How to handle the missing blocks and blocks with corrupt replicas in HDFS?
Understanding these blocks
A block is “with corrupt replicas” in HDFS if it has at least one corrupt replica along with at least one live replica. As such, a block having corrupt replicas does not indicate unavailable data, but they do indicate an increased chance that data may become unavailable.
If none of a block’s replicas are live, the block is called a missing block by HDFS, not a block with corrupt replicas.
Here are lists of potential causes and actions that you may take to handle the missing or corrupted blocks:
- HDFS automatically fixes corrupt blocks in the background. A failure of this may indicate a problem with the underlying storage or filesystem of a DataNode.

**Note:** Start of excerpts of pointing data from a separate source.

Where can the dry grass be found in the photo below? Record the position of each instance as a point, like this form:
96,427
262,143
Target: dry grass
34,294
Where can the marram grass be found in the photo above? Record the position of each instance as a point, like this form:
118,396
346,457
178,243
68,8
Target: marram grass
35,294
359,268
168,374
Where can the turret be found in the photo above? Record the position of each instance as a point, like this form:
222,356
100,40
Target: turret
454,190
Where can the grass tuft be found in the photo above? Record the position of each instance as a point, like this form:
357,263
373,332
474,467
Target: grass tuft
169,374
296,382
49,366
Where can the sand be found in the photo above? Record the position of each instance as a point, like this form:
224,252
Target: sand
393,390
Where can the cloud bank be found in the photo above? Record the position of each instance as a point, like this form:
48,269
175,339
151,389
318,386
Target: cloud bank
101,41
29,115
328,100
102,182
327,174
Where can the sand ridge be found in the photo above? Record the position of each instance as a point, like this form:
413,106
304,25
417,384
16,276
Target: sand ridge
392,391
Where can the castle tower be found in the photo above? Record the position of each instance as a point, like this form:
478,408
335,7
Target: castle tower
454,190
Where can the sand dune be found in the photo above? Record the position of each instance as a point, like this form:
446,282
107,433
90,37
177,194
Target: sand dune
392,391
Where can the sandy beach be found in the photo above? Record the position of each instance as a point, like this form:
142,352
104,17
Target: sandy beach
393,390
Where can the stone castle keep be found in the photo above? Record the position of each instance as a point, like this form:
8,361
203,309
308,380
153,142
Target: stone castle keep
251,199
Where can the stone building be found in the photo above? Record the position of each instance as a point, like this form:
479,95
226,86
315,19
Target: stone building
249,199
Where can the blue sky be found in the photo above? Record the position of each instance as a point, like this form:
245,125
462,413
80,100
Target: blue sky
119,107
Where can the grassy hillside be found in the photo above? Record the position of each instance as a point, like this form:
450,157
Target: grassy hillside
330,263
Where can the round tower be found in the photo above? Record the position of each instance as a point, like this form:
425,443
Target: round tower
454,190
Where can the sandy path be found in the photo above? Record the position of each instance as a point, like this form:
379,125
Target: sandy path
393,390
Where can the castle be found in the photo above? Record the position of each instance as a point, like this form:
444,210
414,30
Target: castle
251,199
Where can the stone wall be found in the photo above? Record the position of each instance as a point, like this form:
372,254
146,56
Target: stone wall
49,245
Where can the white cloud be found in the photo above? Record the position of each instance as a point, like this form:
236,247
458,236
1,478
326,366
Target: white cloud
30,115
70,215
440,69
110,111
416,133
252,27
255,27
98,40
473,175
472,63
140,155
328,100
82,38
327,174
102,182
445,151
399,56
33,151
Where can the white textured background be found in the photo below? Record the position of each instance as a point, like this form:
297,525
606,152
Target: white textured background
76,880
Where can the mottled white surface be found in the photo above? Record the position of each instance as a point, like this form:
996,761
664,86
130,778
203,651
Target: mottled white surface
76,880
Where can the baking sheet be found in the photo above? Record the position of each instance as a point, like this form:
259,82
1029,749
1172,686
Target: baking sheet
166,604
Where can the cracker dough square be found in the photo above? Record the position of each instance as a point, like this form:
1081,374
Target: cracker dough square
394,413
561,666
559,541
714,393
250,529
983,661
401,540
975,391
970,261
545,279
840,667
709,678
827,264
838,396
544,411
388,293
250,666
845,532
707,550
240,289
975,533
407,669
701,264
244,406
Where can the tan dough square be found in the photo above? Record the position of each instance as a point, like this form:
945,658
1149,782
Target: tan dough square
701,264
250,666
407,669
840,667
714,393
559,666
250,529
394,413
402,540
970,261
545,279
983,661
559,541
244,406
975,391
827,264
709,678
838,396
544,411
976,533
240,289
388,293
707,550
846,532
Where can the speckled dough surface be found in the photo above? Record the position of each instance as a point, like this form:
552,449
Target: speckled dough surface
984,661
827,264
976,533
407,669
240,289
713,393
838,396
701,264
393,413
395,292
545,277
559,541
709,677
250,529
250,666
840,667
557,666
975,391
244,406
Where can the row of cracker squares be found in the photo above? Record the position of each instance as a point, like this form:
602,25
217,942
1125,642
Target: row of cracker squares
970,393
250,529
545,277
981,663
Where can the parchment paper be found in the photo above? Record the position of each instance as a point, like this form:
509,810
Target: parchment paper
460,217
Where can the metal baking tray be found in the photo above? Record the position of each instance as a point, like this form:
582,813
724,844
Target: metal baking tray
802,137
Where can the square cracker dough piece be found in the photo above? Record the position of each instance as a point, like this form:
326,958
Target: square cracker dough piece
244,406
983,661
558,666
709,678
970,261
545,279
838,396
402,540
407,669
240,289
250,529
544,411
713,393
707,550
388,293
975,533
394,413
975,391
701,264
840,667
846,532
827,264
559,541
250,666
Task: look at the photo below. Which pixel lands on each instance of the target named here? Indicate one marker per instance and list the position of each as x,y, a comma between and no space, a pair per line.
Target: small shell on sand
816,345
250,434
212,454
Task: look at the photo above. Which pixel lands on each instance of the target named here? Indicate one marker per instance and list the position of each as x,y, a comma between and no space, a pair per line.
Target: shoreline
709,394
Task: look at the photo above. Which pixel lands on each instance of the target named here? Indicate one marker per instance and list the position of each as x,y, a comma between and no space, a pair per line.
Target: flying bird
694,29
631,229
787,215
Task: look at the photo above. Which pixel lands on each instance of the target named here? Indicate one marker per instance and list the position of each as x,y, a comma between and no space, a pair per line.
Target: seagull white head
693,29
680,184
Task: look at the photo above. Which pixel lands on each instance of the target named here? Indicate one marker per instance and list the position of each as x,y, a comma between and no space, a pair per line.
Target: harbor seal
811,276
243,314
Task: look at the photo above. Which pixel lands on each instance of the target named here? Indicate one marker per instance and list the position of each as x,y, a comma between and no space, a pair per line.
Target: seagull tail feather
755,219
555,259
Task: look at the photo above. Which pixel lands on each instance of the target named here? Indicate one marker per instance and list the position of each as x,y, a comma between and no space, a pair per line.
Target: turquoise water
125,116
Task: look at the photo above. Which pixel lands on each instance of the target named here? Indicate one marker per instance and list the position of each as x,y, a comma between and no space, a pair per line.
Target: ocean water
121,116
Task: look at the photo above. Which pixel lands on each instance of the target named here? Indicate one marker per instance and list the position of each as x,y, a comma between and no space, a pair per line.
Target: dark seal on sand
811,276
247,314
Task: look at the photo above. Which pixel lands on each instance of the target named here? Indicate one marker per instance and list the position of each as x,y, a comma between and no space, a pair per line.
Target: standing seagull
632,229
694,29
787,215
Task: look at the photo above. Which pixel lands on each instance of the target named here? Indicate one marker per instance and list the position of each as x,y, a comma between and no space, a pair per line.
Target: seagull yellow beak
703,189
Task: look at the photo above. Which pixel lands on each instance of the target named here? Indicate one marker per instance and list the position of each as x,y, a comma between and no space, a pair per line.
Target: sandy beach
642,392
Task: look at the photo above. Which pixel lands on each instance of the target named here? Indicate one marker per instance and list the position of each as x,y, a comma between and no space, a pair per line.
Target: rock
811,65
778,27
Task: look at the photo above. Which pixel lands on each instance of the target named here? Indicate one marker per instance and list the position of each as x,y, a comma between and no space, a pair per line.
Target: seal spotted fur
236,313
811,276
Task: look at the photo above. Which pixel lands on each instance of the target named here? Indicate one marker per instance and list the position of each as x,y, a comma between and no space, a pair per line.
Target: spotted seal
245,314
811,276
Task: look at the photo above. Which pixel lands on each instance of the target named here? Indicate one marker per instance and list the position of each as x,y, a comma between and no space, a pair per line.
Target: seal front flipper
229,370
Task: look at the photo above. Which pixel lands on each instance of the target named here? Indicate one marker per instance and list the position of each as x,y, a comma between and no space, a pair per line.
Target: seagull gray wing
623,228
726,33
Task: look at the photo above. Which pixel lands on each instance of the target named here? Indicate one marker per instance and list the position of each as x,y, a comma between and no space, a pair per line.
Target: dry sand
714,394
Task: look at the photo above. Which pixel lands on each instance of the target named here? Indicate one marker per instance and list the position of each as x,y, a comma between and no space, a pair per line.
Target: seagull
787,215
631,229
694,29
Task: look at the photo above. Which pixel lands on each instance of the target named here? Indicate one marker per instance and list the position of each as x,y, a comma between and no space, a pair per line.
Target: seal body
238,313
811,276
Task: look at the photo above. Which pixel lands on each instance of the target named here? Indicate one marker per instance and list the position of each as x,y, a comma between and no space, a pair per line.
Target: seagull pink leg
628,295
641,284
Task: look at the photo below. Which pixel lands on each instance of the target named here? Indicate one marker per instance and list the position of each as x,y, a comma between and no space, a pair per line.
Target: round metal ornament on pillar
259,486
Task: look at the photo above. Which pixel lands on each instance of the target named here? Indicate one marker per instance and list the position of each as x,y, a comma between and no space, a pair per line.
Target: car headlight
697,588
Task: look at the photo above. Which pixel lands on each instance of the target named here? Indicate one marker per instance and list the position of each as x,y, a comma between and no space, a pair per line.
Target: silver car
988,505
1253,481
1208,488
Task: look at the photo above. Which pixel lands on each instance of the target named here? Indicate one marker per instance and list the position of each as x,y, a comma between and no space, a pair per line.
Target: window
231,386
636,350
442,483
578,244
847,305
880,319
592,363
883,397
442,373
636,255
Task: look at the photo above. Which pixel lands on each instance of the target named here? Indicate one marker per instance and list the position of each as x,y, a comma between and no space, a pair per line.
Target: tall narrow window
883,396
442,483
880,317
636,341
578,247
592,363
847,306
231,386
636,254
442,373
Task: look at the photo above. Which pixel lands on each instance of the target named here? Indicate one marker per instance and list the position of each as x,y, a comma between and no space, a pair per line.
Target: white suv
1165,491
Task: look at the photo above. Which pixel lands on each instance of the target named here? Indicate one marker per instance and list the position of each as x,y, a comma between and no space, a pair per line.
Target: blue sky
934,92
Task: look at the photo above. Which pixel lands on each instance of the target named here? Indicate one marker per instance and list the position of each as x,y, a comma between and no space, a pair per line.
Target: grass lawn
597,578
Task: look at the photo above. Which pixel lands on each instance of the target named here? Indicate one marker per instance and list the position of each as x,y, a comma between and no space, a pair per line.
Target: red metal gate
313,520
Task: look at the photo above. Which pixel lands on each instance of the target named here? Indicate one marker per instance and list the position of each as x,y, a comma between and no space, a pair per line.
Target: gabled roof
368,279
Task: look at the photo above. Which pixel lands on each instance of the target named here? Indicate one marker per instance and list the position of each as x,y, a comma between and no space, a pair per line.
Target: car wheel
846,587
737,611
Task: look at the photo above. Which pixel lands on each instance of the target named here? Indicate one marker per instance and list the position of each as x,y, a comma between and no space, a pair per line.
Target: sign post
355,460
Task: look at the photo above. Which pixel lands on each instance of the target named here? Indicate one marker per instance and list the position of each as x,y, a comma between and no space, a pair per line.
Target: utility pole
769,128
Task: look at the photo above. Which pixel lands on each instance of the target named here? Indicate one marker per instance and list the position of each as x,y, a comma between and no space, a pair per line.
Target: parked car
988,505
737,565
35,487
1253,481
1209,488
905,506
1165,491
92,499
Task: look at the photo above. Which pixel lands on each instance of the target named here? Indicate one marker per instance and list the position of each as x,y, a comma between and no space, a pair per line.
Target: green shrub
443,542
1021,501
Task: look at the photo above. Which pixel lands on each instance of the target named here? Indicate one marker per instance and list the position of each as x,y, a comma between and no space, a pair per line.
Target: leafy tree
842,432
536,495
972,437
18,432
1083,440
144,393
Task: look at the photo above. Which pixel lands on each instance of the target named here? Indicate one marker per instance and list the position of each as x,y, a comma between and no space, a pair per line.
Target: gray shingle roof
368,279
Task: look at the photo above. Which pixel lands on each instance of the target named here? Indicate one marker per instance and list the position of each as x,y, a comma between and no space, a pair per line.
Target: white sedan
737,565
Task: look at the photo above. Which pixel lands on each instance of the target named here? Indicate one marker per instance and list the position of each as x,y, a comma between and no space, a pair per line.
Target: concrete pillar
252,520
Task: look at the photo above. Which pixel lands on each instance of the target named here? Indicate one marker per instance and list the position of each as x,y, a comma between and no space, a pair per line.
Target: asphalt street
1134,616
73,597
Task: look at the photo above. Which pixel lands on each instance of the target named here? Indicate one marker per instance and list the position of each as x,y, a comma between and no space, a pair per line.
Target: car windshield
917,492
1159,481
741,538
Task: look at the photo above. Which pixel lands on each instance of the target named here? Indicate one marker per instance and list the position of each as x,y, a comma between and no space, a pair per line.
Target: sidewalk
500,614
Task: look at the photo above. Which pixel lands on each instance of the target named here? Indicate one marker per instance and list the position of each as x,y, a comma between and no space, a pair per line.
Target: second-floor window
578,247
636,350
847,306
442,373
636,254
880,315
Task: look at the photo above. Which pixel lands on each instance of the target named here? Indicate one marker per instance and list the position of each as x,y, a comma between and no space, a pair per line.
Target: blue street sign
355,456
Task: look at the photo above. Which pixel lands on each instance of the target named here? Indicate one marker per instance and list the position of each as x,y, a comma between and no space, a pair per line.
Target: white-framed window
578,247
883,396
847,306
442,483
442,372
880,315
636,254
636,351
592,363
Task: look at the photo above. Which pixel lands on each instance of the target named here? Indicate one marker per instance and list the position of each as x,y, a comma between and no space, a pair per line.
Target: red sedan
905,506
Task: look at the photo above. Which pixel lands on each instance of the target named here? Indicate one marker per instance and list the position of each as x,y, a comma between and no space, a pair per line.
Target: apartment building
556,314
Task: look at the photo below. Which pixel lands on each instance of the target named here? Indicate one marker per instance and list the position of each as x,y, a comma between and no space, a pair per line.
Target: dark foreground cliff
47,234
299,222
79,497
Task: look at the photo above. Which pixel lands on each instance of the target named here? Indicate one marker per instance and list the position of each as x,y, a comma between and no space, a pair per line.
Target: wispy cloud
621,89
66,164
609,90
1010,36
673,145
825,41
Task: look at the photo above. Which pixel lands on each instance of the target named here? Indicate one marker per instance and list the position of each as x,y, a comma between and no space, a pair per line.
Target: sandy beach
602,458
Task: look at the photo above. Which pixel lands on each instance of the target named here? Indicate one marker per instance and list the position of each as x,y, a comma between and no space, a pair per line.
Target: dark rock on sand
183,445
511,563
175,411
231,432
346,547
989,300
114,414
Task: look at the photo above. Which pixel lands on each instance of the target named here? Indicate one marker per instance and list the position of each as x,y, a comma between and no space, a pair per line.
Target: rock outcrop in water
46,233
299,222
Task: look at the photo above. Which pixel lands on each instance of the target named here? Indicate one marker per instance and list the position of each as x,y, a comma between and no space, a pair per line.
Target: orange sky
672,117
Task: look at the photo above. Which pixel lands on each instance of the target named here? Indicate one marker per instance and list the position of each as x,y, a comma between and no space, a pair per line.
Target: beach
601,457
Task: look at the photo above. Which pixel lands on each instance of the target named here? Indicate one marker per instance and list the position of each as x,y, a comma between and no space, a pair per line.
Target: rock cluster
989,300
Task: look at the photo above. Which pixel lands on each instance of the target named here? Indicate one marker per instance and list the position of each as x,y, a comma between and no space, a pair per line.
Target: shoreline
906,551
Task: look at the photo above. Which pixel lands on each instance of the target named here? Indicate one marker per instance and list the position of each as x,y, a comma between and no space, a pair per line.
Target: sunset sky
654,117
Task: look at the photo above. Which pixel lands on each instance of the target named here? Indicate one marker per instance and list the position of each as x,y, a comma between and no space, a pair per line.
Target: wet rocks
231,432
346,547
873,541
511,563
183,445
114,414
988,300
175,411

Use the HDFS fsck command to identify which files contain corrupt blocks.
- Some DataNodes are down and the replicas that are missing blocks are only on those DataNodes.
- The corrupt/missing blocks are from files with a replication factor of 1. New replicas cannot be created because the only replica of the block is missing.
Some suggestion as by HDP
- For critical data, use a replication factor of 3
- Bring up the failed DataNodes with missing or corrupt blocks.
- Identify the files associated with the missing or corrupt blocks by running the Hadoop fsck command.
- Delete the corrupt files and recover them from backup, if it exists.